"Taş kafa?"
"Baş belası?"
"Neden bana âşık olmayı istemiyorsun? Çok mu çirkinim?"
"Ne alakası var şimdi?"
"Bal gibi de var işte! Beni güzel bulmuyorsun!"
"Salak salak konuşma. Güzel bir kızsın."
"Teselli etmek için söylüyorsun."
"Ne zaman seni teselli ettim ben? Güzelsin işte. Okka gibi bir burnun, dolgun dudakların var. Saçların sağlıklı ve hoş bir rengi var. Boyun uzun, fiziğin düzgün. Beyaz tenlisin ve güzel kokuyorsun. Ayrıca makyajsız güzelsin."
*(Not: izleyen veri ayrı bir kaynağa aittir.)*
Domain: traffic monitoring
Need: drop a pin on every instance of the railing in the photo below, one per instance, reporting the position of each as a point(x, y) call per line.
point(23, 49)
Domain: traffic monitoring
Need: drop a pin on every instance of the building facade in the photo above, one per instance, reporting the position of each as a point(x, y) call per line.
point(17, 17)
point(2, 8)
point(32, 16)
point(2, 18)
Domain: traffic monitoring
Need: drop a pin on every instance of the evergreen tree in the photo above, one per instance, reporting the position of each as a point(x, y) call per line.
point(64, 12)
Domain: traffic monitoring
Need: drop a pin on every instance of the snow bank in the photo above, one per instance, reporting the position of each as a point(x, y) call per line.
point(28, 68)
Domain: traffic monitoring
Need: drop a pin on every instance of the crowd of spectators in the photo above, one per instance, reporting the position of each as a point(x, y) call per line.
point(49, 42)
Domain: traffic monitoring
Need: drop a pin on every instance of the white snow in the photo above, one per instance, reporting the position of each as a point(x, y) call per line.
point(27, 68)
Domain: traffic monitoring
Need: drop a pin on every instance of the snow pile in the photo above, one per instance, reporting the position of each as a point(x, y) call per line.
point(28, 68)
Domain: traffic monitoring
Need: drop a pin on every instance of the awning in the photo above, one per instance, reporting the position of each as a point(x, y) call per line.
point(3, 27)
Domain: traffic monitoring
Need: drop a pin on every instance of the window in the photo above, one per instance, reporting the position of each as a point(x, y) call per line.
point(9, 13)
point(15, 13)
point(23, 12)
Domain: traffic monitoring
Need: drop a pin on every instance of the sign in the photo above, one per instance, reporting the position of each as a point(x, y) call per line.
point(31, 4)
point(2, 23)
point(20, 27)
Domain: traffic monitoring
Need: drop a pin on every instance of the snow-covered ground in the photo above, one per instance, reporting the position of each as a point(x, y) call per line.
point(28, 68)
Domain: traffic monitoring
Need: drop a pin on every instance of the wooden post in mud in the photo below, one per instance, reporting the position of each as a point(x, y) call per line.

"Oha, resmen bana âşıksın!"
"Ah, asıl taş kafa sensin bence! Birinin güzel veya çirkin olduğunu kabul etmek için ona karşı bir şey hissetmene gerek yok, seni aptal."
"Hıhı."
"Salak!"
"Hakaret etme. Üzülüyorum."
"Arsızsın, ben ne yapayım?"
"Sana iyi hissettirmeye çalışıyorum! Neden beni itiyorsun sürekli?"
"Bugün sana ne oldu, tanrı âşkına?"
"Kimse beni sevmiyor. Bıktım artık. Bari sen bana iyi davran!"
"Tanrım, regl mısın?"
"Gidiyorum ben seni taş kafa! Cidden gidiyorum."
"Ne dedim şimdi ben? Her seferinde böyle çekip gidemezsin! Hey, duydun mu beni? Ah, gitti. Baş belası."